O Estatuto da Inclusão, chamando o professor de apoio pelo termo profissional de apoio escolar, veio confirmar o quanto é importante a presença dessa figura no sistema inclusivo de qualquer lugar. Trata-se de profissional necessário em toda sala de aula que contenha uma criança com deficiência, seja na rede pública ou privada.

No entanto, há de se deixar claro que não é qualquer criança ou adolescente autista que precisa de um professor de apoio. Há casos em que é dispensável ou mesmo divisível entre alunos de inclusão. Como já aventado no parágrafo único do artigo 3º da Lei do Autista, há de se comprovar a necessidade. Essa comprovação é mais fácil de ser alcançada quando falamos de crianças ou adolescentes com diagnóstico fechado. A família do autista deve ir ao neuropediatra e ao psicólogo/psicopedagogo que atendem o paciente e solicitar laudos (um de cada profissional) atestando quais são as atividades para as quais aquela criança ou adolescente necessita de acompanhamento especializado. Assim, estará claro se ele precisa de um “atendente pessoal” ou um “profissional de apoio escolar”. Há casos em que a crianças possui uma dificuldade de aprendizado reduzida a ponto de não ser necessária a presença de um professor de apoio.
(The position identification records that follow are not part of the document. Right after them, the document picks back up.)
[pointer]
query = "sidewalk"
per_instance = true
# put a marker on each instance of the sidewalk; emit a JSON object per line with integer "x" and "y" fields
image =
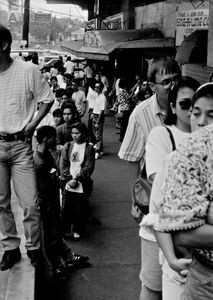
{"x": 114, "y": 245}
{"x": 18, "y": 283}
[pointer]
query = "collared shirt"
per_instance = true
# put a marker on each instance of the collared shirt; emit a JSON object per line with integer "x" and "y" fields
{"x": 80, "y": 101}
{"x": 22, "y": 86}
{"x": 64, "y": 134}
{"x": 143, "y": 118}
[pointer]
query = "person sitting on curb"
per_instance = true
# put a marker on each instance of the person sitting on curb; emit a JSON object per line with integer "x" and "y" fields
{"x": 46, "y": 161}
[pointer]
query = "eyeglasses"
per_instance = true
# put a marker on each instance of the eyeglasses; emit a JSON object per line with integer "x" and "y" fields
{"x": 185, "y": 103}
{"x": 167, "y": 83}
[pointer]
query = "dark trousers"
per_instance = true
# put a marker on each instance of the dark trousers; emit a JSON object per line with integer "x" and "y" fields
{"x": 124, "y": 123}
{"x": 92, "y": 138}
{"x": 75, "y": 212}
{"x": 54, "y": 245}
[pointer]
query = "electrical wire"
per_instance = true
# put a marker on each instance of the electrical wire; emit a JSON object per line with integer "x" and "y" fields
{"x": 32, "y": 7}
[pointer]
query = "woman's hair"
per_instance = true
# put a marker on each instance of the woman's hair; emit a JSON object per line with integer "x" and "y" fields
{"x": 205, "y": 90}
{"x": 123, "y": 83}
{"x": 57, "y": 113}
{"x": 184, "y": 81}
{"x": 59, "y": 93}
{"x": 82, "y": 128}
{"x": 54, "y": 78}
{"x": 162, "y": 65}
{"x": 45, "y": 132}
{"x": 5, "y": 36}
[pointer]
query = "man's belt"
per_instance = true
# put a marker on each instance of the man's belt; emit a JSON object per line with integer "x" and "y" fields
{"x": 6, "y": 137}
{"x": 203, "y": 260}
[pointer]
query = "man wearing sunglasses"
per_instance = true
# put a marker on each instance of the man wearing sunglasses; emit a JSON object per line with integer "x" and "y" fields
{"x": 162, "y": 74}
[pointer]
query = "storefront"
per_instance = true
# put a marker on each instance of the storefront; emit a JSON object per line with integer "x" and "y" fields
{"x": 126, "y": 50}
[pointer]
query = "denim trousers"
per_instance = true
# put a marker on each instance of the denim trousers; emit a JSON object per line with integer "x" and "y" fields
{"x": 98, "y": 132}
{"x": 16, "y": 164}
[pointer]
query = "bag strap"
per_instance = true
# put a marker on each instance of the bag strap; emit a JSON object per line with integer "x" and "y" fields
{"x": 171, "y": 138}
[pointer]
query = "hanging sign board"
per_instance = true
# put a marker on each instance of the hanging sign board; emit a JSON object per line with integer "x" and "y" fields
{"x": 189, "y": 21}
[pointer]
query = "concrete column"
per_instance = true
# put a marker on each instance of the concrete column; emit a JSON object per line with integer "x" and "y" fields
{"x": 129, "y": 12}
{"x": 210, "y": 36}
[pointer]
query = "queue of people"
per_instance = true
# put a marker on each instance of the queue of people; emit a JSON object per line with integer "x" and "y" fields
{"x": 176, "y": 251}
{"x": 57, "y": 174}
{"x": 166, "y": 131}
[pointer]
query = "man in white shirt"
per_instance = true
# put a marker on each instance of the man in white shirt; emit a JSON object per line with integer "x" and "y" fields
{"x": 98, "y": 118}
{"x": 69, "y": 66}
{"x": 162, "y": 74}
{"x": 22, "y": 88}
{"x": 79, "y": 99}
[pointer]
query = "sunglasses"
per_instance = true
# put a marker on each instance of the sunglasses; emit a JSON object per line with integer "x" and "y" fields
{"x": 185, "y": 103}
{"x": 167, "y": 83}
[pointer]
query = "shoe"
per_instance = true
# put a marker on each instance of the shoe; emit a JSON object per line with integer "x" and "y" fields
{"x": 59, "y": 268}
{"x": 76, "y": 261}
{"x": 76, "y": 236}
{"x": 35, "y": 257}
{"x": 10, "y": 257}
{"x": 97, "y": 155}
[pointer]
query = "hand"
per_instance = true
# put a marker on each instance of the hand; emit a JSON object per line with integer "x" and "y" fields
{"x": 29, "y": 129}
{"x": 73, "y": 183}
{"x": 59, "y": 147}
{"x": 181, "y": 265}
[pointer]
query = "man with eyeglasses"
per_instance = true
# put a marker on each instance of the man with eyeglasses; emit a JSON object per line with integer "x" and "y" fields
{"x": 79, "y": 98}
{"x": 162, "y": 73}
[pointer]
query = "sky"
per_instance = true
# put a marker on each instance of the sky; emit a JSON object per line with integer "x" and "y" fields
{"x": 59, "y": 10}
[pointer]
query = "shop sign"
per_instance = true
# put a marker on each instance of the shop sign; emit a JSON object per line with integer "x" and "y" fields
{"x": 114, "y": 22}
{"x": 13, "y": 4}
{"x": 12, "y": 17}
{"x": 189, "y": 21}
{"x": 92, "y": 39}
{"x": 42, "y": 17}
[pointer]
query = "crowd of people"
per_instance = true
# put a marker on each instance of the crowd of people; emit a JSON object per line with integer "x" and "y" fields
{"x": 164, "y": 123}
{"x": 176, "y": 251}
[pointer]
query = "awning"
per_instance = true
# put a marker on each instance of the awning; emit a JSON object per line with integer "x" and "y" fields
{"x": 193, "y": 48}
{"x": 98, "y": 45}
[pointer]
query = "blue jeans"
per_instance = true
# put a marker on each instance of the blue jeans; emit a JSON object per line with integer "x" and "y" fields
{"x": 199, "y": 284}
{"x": 16, "y": 163}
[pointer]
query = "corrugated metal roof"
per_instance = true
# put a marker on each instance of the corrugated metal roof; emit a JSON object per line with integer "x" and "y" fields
{"x": 196, "y": 40}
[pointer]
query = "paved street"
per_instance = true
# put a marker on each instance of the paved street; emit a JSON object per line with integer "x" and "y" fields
{"x": 113, "y": 246}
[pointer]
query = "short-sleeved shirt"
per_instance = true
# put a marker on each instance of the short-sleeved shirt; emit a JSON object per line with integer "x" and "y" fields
{"x": 64, "y": 134}
{"x": 99, "y": 104}
{"x": 80, "y": 101}
{"x": 69, "y": 65}
{"x": 22, "y": 86}
{"x": 159, "y": 145}
{"x": 143, "y": 118}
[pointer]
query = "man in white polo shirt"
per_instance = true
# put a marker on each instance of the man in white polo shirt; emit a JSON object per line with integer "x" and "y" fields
{"x": 22, "y": 88}
{"x": 162, "y": 74}
{"x": 98, "y": 118}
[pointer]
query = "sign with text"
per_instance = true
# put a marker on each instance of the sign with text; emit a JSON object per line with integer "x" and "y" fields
{"x": 189, "y": 21}
{"x": 42, "y": 17}
{"x": 13, "y": 4}
{"x": 92, "y": 39}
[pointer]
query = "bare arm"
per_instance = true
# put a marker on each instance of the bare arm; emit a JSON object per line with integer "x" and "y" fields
{"x": 31, "y": 126}
{"x": 200, "y": 237}
{"x": 134, "y": 171}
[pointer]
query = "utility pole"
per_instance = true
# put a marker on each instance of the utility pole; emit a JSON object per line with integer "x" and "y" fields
{"x": 210, "y": 36}
{"x": 26, "y": 20}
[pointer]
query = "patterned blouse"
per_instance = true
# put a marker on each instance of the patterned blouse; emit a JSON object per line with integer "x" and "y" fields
{"x": 123, "y": 100}
{"x": 188, "y": 185}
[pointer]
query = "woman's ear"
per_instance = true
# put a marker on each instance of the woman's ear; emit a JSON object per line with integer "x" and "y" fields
{"x": 152, "y": 86}
{"x": 173, "y": 108}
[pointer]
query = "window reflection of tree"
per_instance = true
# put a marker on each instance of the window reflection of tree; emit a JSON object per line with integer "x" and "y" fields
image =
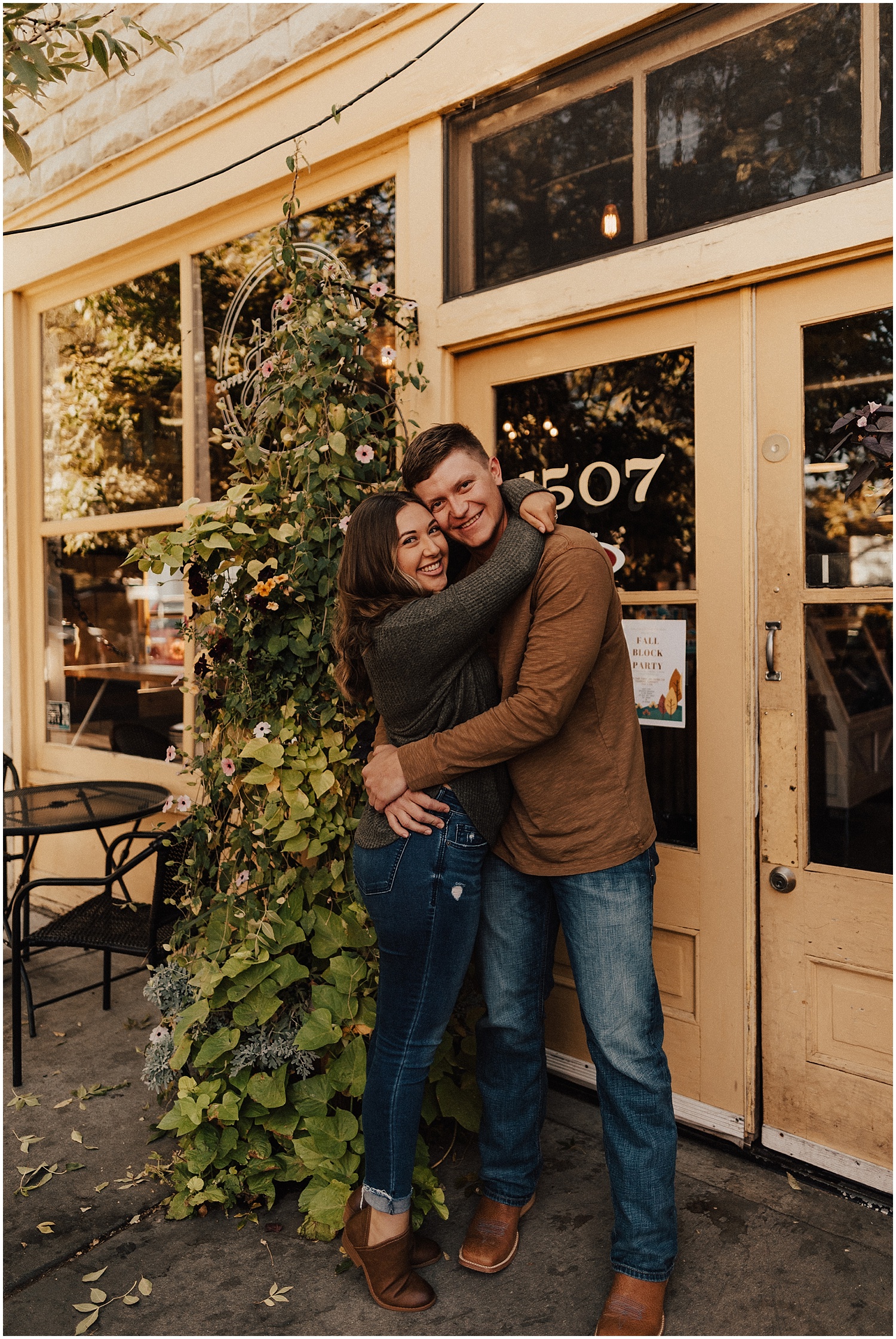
{"x": 541, "y": 188}
{"x": 768, "y": 117}
{"x": 360, "y": 228}
{"x": 845, "y": 364}
{"x": 638, "y": 409}
{"x": 113, "y": 403}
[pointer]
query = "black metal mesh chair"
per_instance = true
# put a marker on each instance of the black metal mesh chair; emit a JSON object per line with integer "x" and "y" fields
{"x": 103, "y": 923}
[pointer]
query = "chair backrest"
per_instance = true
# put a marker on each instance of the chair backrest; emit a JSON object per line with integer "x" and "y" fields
{"x": 10, "y": 773}
{"x": 133, "y": 738}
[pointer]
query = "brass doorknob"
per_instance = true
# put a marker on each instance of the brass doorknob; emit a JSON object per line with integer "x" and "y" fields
{"x": 783, "y": 879}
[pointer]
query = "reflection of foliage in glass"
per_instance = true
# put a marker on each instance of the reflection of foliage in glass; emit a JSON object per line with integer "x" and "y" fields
{"x": 642, "y": 407}
{"x": 768, "y": 117}
{"x": 360, "y": 229}
{"x": 886, "y": 86}
{"x": 541, "y": 188}
{"x": 845, "y": 363}
{"x": 112, "y": 402}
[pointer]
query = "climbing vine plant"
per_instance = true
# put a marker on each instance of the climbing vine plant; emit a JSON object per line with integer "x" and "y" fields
{"x": 268, "y": 994}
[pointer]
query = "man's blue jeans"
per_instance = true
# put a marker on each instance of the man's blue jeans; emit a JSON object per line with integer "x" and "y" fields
{"x": 422, "y": 895}
{"x": 607, "y": 922}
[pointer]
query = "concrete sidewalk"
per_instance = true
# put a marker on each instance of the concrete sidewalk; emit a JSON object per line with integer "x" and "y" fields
{"x": 757, "y": 1257}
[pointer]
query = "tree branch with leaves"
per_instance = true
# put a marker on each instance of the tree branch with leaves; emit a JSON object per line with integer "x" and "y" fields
{"x": 42, "y": 48}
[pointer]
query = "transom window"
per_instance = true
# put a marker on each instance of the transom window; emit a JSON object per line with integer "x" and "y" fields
{"x": 710, "y": 117}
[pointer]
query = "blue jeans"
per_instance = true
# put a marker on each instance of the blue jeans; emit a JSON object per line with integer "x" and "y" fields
{"x": 607, "y": 920}
{"x": 422, "y": 895}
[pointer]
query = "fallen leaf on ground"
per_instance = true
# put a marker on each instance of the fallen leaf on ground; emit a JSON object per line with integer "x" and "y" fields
{"x": 24, "y": 1140}
{"x": 19, "y": 1101}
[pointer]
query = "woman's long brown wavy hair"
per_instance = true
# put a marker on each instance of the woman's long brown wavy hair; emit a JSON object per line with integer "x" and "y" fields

Todos os casos são únicos e devem ser analisados sob a ótica da coerência e bom senso. Se a criança não consegue ir ao banheiro ou comer sozinha, evidentemente que precisa de alguém com ela o tempo todo, pois não possui a funcionalidade necessária para auferir “independência” que o preserve de acidentes. Essa criança não pode inclusive dividir um professor de apoio, pois um profissional não pode atender mais de uma ao mesmo tempo. Se dois necessitam, por exemplo, de uma explicação sobre determinado exercício de português que a professora regente passou em sala de aula, dificilmente o professor terá condições de fazê-lo no mesmo espaço de tempo, pois cada um tem um nível de compreensão, bem como de dificuldade de aprendizagem.

Sem esse profissional auxiliando o aluno que necessita de uma explicação especial ou de alguém que o acompanhe durante toda sua estadia na escola, a inclusão torna-se uma mentira. A escola diz que inclui e o aluno não aprende nada, apenas permanece em um ambiente que não o beneficia.

São muitos os assuntos relativos ao professor de apoio e falarei sobre esse profissional ímpar em textos futuros. Dificuldade para diagnósticos não fechados, divisão de professores, dificuldade na obtenção, profissionais não capacitados, inércia do poder público, ausência de apoio… São assuntos que discorrerei em breve.

*Tatiana Takeda é mãe de uma criança autista, advogada, membro da Comissão de Defesa da Pessoa com Deficiência da OAB/GO, professora universitária, servidora pública, mestre e especialista em Direito e especializanda em Autismo.